The flight crews rolled the autogyros onto the tarmac in formation: Hildy Goldstein on point, Til Mencken and Captain Lentzen on her left wing and Cas and Deviatka on the right. Supplies bulged from all five, spare fuel carefully stored away from the boilers. All the passengers put on their goggles, wrapped their scarves and mufflers round their faces, strapped themselves in and waited…and waited…as the pilots and flight crews went over their crafts, checking and re-checking.
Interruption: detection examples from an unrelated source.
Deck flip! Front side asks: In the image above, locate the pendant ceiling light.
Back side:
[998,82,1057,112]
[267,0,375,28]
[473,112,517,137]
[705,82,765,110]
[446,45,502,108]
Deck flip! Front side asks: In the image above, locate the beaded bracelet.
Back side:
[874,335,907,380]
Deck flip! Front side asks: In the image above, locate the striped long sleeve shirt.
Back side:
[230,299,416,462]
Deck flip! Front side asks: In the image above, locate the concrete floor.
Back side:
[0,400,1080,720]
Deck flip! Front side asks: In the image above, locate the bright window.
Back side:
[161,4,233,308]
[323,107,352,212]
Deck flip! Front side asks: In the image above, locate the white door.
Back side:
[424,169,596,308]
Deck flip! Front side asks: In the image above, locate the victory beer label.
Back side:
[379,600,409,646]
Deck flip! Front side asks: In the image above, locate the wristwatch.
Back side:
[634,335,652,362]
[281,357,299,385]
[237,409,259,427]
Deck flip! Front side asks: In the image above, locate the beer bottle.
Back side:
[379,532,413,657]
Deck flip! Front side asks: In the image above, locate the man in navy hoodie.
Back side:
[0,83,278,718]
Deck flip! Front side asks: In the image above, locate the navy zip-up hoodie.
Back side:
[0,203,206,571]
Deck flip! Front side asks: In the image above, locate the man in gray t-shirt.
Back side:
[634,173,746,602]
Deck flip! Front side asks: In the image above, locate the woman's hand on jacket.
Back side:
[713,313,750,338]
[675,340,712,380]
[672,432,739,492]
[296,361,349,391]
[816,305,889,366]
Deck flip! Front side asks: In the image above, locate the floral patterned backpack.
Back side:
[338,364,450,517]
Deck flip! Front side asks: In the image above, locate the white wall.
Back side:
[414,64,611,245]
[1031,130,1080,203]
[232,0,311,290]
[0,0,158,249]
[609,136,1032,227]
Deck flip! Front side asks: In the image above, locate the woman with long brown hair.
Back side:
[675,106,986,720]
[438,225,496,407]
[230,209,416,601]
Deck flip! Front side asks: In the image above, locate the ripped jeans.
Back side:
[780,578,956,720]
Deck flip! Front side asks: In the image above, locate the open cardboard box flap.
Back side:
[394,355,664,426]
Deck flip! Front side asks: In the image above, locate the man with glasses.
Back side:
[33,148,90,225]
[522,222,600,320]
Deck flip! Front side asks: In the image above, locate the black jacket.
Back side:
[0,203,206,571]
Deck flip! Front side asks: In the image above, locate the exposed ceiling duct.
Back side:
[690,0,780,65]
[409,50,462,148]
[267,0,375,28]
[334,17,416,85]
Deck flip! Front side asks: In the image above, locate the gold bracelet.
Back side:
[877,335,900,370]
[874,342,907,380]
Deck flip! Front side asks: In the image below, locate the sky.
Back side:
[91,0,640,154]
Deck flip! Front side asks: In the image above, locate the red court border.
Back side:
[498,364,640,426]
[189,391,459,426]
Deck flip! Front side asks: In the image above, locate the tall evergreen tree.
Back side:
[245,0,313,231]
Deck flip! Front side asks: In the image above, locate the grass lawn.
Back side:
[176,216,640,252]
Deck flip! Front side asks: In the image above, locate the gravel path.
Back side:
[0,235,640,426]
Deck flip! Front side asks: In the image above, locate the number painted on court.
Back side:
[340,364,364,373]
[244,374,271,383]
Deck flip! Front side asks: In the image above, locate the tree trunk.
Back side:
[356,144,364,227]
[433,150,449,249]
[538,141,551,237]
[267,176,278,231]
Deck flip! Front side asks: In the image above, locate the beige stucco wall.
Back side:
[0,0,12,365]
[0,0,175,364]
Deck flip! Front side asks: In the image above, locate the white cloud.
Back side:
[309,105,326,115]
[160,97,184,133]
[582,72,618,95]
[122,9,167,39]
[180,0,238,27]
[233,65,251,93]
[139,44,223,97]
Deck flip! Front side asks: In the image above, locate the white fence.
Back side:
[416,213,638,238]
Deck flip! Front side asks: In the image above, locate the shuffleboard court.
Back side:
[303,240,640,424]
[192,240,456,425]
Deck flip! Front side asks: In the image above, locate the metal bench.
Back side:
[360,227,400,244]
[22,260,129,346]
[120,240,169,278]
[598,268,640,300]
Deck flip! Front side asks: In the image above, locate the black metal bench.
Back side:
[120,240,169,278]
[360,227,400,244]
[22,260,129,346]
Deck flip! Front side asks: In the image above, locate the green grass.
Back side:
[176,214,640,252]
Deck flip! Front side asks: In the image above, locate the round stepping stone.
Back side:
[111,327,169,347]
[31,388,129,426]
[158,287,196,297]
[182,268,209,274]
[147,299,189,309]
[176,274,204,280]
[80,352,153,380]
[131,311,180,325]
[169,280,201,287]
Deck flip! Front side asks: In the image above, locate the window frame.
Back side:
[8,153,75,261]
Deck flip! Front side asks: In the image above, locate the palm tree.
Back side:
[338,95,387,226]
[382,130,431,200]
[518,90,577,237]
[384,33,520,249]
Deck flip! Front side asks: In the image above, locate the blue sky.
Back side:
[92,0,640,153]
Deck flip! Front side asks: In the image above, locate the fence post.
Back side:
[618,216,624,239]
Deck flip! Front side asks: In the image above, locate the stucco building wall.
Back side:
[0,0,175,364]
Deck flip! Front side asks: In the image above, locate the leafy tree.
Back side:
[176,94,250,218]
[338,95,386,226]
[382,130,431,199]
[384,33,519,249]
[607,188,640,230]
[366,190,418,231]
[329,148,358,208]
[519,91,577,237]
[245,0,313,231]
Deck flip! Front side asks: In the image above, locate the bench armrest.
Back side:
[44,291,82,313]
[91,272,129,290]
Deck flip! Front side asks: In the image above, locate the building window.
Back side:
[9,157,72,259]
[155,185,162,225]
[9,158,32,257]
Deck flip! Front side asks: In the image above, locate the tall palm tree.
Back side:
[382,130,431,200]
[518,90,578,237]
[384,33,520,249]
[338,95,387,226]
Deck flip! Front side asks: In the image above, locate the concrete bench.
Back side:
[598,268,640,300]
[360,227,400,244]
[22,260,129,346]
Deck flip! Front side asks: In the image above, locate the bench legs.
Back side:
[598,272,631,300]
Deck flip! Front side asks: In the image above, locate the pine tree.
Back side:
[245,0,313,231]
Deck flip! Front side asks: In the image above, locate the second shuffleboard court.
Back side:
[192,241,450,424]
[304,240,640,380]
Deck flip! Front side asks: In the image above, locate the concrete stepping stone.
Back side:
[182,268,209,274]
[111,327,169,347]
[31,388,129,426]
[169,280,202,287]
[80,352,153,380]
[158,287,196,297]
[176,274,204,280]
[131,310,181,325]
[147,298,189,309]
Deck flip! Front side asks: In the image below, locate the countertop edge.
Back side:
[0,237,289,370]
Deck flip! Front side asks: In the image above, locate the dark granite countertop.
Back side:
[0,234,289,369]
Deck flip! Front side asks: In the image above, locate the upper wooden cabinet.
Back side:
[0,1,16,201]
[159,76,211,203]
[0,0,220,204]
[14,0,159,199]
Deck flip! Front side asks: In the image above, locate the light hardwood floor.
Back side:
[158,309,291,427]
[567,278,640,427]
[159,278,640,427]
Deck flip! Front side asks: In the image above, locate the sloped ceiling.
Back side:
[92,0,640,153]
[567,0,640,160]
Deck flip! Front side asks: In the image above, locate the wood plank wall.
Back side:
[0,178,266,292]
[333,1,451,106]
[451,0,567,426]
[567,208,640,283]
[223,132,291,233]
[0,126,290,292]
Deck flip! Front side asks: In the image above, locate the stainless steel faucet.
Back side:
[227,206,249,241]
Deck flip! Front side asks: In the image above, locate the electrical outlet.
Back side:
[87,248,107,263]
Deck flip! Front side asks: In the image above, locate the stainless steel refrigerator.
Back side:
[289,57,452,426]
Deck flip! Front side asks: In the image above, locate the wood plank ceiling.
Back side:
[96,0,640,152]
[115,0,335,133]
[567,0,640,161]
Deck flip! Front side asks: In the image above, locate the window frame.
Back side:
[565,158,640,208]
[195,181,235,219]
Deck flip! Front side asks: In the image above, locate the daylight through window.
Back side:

Finally the pilots climbed into their seats and fastened themselves in; one by one in formation, the five machines taxied out onto the tarmac. Adewole went all over cold and clammy; the boost the Jerians' cheers had given his courage faltered. Too late; the autogyros rushed down the tarmac, picking up speed, their engines roaring. The black mercury's hair-raising scent filled the air, ozone and a coppery tang Adewole's nose correlated with blood. As the tooth-rattling tarmac fell away, the autogyro lifted into the air. Deviatka let out a triumphant yell.
Hildy Goldstein led the wing over the city center once in a salute and flew east toward Inselmond. Once all were in position, she revved her engine three times--the signal. As one, all five craft streaked upward toward the floating island.
Speed pressed Adewole back against his seat. His nerves shrieked, and he might have shrieked aloud; he wasn't sure. His ears rang over the rush of wind. He couldn't look away from the island, even though the autogyro shook so hard his sight blurred; it made him more than a little airsick. Inselmond stayed far away in the distance, until it was all he could see. This time he could make out the underside. The island's bottom resembled a roughly carved bowl of rock; roots dangled into thin air around the island's fringes.